Quoted By:
As you enter the sanctioning branch, the smell of motor oil and carbonized metal gives way to incense and hot wax. The utilitarian uniformity of the Suppression Bureau is less pervasive here. Many of the narrower hallways are festooned with flickering candles and thrice-polished mirrors. Pinned lengths of annotated parchment flutter in the light breeze, casting a shifting interplay of light and shadow along the walls.
After spending nearly half an hour weaving around robed adepts, you arrive at the central chapel - just in time to catch the second half of Father Gregori's service. As Ren alluded to days earlier, there is something incongruous about the way he carries himself. One one hand, his face captures the thin, kindly features of a rural minister. But whenever he makes a particularly vivid point, his voice bellows with passion and his eyes burn with suppressed hatred.
"...I have read the words, I know of the changes they bring, and I have seen the monstrous transfigurations that visit upon the helpless.
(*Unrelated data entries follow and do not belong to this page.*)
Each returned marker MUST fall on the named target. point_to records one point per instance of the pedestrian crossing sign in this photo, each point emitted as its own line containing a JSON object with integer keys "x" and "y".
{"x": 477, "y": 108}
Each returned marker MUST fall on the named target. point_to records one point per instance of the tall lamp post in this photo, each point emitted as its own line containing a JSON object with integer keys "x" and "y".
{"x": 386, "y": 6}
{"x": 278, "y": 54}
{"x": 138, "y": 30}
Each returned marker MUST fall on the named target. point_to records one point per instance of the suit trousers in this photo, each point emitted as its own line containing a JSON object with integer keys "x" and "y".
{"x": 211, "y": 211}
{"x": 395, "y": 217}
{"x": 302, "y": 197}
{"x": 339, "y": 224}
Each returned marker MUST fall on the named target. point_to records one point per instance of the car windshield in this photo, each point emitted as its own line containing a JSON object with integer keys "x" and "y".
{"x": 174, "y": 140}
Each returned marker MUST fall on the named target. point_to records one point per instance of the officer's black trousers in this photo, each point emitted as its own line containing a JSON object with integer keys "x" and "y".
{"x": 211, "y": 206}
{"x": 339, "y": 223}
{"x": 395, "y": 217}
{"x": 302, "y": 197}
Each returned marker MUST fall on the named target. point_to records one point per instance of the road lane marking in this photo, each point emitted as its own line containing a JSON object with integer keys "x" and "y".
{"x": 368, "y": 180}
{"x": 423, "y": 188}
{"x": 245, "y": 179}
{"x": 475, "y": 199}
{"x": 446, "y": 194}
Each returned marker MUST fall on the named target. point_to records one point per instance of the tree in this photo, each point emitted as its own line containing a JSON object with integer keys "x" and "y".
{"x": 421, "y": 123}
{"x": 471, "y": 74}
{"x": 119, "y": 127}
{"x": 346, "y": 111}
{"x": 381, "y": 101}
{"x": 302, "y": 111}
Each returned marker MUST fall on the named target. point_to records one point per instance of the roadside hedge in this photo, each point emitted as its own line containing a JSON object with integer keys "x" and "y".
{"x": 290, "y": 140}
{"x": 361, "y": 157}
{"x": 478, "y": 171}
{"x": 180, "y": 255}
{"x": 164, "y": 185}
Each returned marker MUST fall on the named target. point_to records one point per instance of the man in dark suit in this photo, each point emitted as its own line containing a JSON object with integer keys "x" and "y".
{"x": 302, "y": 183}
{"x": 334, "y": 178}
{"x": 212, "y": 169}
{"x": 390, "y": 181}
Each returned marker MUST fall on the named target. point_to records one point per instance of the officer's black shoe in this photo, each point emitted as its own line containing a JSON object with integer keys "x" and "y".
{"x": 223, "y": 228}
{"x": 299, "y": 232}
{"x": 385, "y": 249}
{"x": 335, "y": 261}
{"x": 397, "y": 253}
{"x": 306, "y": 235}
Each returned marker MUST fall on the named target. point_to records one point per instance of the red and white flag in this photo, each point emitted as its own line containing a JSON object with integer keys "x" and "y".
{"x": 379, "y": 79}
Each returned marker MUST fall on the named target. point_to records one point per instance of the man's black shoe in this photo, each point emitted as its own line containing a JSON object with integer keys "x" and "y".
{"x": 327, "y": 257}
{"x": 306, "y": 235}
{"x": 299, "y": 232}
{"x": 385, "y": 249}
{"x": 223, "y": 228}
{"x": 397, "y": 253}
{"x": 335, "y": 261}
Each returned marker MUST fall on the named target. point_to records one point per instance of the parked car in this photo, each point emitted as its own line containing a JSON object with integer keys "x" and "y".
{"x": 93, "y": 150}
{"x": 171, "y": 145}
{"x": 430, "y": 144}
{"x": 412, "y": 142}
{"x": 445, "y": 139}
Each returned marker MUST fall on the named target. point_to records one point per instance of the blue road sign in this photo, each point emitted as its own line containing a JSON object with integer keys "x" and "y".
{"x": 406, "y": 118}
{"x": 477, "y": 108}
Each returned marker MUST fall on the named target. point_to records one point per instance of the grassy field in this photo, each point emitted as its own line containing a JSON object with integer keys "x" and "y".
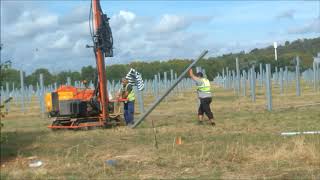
{"x": 245, "y": 144}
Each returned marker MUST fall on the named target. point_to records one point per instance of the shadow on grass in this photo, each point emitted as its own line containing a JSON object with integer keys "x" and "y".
{"x": 14, "y": 144}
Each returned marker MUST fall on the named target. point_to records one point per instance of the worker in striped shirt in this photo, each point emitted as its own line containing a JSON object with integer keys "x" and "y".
{"x": 204, "y": 95}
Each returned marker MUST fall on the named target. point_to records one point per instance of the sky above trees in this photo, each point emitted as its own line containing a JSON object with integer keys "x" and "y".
{"x": 53, "y": 34}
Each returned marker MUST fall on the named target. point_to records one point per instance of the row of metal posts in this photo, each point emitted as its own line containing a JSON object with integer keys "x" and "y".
{"x": 229, "y": 79}
{"x": 281, "y": 78}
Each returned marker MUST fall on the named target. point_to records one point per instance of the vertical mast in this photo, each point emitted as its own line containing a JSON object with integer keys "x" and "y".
{"x": 100, "y": 61}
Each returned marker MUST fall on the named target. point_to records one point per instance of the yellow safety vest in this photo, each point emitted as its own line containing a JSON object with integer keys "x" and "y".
{"x": 131, "y": 96}
{"x": 205, "y": 86}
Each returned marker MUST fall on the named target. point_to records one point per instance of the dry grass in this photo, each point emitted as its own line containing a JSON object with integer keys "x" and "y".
{"x": 246, "y": 144}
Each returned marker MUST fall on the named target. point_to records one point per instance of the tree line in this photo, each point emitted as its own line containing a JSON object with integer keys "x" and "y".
{"x": 306, "y": 49}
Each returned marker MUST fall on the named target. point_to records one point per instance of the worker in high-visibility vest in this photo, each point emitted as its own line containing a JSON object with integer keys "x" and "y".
{"x": 204, "y": 95}
{"x": 127, "y": 92}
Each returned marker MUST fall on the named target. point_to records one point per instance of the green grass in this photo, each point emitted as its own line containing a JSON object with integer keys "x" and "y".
{"x": 245, "y": 144}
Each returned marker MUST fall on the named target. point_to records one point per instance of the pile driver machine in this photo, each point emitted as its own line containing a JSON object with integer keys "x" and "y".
{"x": 73, "y": 108}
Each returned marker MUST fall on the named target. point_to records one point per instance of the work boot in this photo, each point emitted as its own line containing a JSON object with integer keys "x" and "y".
{"x": 200, "y": 122}
{"x": 212, "y": 122}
But all souls are equal under the eyes of our Illuminated Patron, who enlightens without regard for... "
Unsurprisingly, much of the sermon is lost on you. Even allowing for the haziness of your memories, you are confident that the good father's teachings diverge radically from any religion you are familiar with. There are moments where you are uncertain if he is trying to inspiring worship, devotion, or abject fear. In either case, the vision he paints is stark: a choice between uncompromising light and merciful darkness. Following a lord-patron who embraces utter enlightenment or rejecting him for an eternity of base ignorance.
The sermon concludes with a slow chant that extols the coming of the eternal dawn. The language is alien. Your poor attempts at mimicking the pronunciation leave a hot, tingling sensation on your tongue that slowly morphs into the dry taste of wood-ash.